On April 14, 2015 the Company issued an unsecured convertible loan of $1,250, non-interest bearing, due on demand and convertible into Common Stock at a rate $0.002 per share, from BK Consulting, to fund operations. 


On April 30, 2015 the Company issued an unsecured convertible loan of $1,950, non-interest bearing, due on demand and convertible into Common Stock at a rate $0.002 per share, from BK Consulting, to fund operations. 

On July 15, 2015 the Company issued an unsecured convertible loan of $2,635, non-interest bearing, due on demand and convertible into Common Stock at a rate $0.002 per share, from a major shareholder, BK Consulting, to fund operations.

On July 17, 2015 the Company issued an unsecured convertible loan of $1,250, non-interest bearing, due on demand and convertible into Common Stock at a rate $0.002 per share, from a major shareholder, BK Consulting, to fund operations.
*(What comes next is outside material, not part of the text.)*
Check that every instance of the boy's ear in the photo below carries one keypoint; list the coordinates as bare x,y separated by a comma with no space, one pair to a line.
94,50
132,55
On July 29, 2015 the Company issued an unsecured convertible loan of $2,073, non-interest bearing, due on demand and convertible into Common Stock at a rate $0.002 per share, from a major shareholder, BK Consulting, to fund operations.

As of August 31, 2015 and August 31, 2014 the balance of the convertible debt was $38,543 and $15,668.  The Company records imputed interest on all outstanding convertible notes at a rate of 8%.  The Company recorded imputed interest in the amount of $2,139 and $1,319 during the year ended August 31, 2015 and 2014.

Discounts on Convertible Notes Payable

The Company calculates any beneficial conversion feature embedded in its convertible notes via the intrinsic value method.  The conversion feature was considered a discount to the notes, to the extent the aggregate value of the conversion feature did not exceed the face value of the notes.  These discounts are amortized to interest expense through earlier of the term or conversion of the notes.  During the year ended August 31, 2015 and 2014 the Company recorded debt discounts in the amount of $22,876 and $22,643.  During the year ended August 31, 2015 and 2014 the Company amortized debt discounts to interest expense in the aggregate amount of $22,876 and $22,643. 

Change in Management

On December 15, 2010, the former CEO, Robert Timothy, resigned as from the Board of Directors and his position as CEO, and appointed Gerald Ricks as the Chairman of the Board of Directors and CEO.

On December 30, 2010, the Board of Directors dismissed Ronald Schurman as Secretary and Treasurer and appointed Vincent Kelly to the Board and positions of Secretary and Treasurer.

On December 31, 2010, the Board of Directors appointed James Hughes to the Board of Directors.